“As we approached the bridge that links Udei to Makurdi, we saw people running ahead of our car. They had a large herd of cattle going ahead of them,” Igba said in an Aug. 23 interview with ACI Africa.
“As we approached the men, we kept talking, hoping that the men weren’t Fulanis because we know what they are capable of,” he continued. “They kept running. I think they thought that we were soldiers. When they realized that we were not soldiers, they started shooting after our car.”
Igba said it was a miracle that he and the other two occupants of the car survived the ordeal. “I was very scared,” he said. “The killings here are too much. I have lost many relations to the Fulani herdsmen, but that was the closest I came so close to death at … their hands.
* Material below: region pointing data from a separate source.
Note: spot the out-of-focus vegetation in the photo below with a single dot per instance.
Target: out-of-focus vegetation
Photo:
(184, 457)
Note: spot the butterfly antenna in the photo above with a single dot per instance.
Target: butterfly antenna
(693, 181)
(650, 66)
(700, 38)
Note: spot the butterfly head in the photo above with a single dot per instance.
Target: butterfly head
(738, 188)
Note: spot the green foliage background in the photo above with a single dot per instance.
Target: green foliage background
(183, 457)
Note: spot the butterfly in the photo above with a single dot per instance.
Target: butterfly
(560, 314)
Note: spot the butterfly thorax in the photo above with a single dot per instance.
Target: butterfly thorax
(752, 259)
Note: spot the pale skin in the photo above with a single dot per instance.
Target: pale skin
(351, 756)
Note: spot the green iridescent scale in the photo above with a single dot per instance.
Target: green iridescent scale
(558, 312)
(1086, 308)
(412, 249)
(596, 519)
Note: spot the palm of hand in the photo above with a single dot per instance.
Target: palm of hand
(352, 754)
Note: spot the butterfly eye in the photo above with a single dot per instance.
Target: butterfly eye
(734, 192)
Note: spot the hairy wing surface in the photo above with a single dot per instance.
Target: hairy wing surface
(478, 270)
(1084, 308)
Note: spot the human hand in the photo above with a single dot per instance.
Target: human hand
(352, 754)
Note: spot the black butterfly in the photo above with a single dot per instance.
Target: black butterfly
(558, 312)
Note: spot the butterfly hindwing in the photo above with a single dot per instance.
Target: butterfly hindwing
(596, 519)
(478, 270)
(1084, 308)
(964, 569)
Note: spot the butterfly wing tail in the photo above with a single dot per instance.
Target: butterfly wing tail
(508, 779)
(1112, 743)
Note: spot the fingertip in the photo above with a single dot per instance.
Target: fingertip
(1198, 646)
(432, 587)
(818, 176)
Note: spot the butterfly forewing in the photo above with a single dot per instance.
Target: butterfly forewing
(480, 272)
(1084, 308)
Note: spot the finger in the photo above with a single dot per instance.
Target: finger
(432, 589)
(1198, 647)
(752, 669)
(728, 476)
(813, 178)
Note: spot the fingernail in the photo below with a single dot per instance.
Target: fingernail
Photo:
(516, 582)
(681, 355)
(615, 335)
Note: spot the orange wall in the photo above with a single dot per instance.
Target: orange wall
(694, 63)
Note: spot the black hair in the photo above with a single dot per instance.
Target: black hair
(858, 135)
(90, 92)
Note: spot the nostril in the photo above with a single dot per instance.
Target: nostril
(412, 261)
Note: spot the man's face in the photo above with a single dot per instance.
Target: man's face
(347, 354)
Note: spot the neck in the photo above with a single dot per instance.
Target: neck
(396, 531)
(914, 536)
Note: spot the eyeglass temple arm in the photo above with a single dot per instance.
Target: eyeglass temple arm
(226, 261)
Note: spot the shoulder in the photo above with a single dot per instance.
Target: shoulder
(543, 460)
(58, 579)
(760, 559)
I kept praying that God would protect us.”
The seminarian, a student at St. Thomas Aquinas Major Seminary in Makurdi, just completed his eight-month pastoral experience at the parish. He said he finds the inspiration to continue with his journey to the priesthood from his daily encounters with the people, whom he said have lost everything to the Islamist Fulanis.
“As much as the killings go on, I believe that God has his own way of saving his people and that Christianity will always rise beyond everything that threatens it,” he said. “I also believe that in God’s appointed time, all these killers will experience conversion and they will stop all this cruelty. This is what keeps me going.”
Igba recounted his constant message to the people of God he visited in the villages served by Sacred Heart Udei Parish: “My message, as I looked at them beaten and without hope, was simple. ‘Do not lose hope,’ I told them. Do not stop praying. I saw that all of them were tired of running.”